Сергей Алексеев - Крамола. Книга 2 Страница 4
- Категория: Проза / Историческая проза
- Автор: Сергей Алексеев
- Год выпуска: неизвестен
- ISBN: нет данных
- Издательство: неизвестно
- Страниц: 115
- Добавлено: 2018-12-22 17:44:27
Сергей Алексеев - Крамола. Книга 2 краткое содержание
Прочтите описание перед тем, как прочитать онлайн книгу «Сергей Алексеев - Крамола. Книга 2» бесплатно полную версию:Роман «Крамола» — это остросюжетное повествование, посвященное проблемам русской истории, сложным, еще не до конца понятым вопросам революции и гражданской войны.
Сергей Алексеев - Крамола. Книга 2 читать онлайн бесплатно
Деревнин перевел дух и взглянул на икону. Известь оплыла, и сквозь молочную пленку глядели на него скорбные глаза Божьей Матери. Тогда он мазнул по иконе еще раз, еще, однако густая известка не приставала к фреске, скатывалась и текла под лестницу. Деревнин спустился на перекладину пониже, пристроил ведро и, макая кисть, стал втирать известь, осыпая на землю брызги и вороний помет. Дело пошло. Через минуту на месте иконы белело овальное пятно. Деревнин несколько успокоился и, уже не торопясь, стал перебеливать. На сей раз известка ложилась ровно и даже красиво. Теперь бы и никому в голову не пришло, что здесь когда-то была фреска с изображением Богоматери.

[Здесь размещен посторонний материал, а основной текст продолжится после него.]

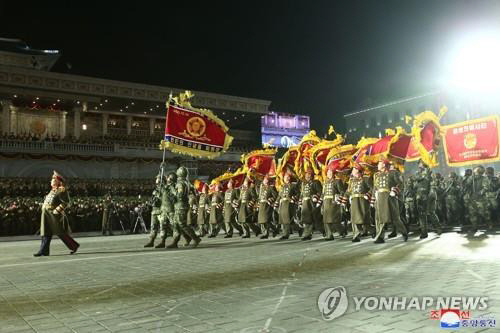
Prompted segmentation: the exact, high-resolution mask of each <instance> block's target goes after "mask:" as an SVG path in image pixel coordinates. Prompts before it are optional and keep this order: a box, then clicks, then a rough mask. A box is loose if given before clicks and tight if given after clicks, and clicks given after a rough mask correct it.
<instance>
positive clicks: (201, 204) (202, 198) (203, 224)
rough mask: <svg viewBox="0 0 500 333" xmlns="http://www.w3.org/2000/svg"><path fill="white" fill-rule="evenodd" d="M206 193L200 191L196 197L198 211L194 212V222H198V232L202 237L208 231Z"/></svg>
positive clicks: (206, 197)
mask: <svg viewBox="0 0 500 333" xmlns="http://www.w3.org/2000/svg"><path fill="white" fill-rule="evenodd" d="M209 198H210V197H209V196H208V194H205V193H201V194H200V198H199V199H198V213H197V214H196V222H197V224H198V228H199V229H198V230H199V234H200V235H201V236H202V237H203V236H205V235H206V234H207V233H208V218H207V210H208V207H209V206H208V204H209V201H208V200H209Z"/></svg>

Закончив работу, Деревнин спустился на землю и очутился перед Голевым. Подбоченившись, тот оглядел стрелка и покачал головой.
— Погляди на себя!.. И ворота уделал! Ну и стрелков набрали! Ни украсть, ни покараулить… Летягин?! — вдруг крикнул он, сунувшись в калитку. — Долго мне ждать?
Со двора вышел стрелок с расцарапанным лицом, понуро встал у ворот. На поясе болталась пустая кобура.
— Простите меня, товарищ Голев, — без всякой надежды попросил Летягин. — Я в следующий раз такого не допущу. Ей-богу!
— Все, отдыхай! — резанул начкар и с громом затворил за собой калитку. — Ну, охраннички социализма, матьвашу…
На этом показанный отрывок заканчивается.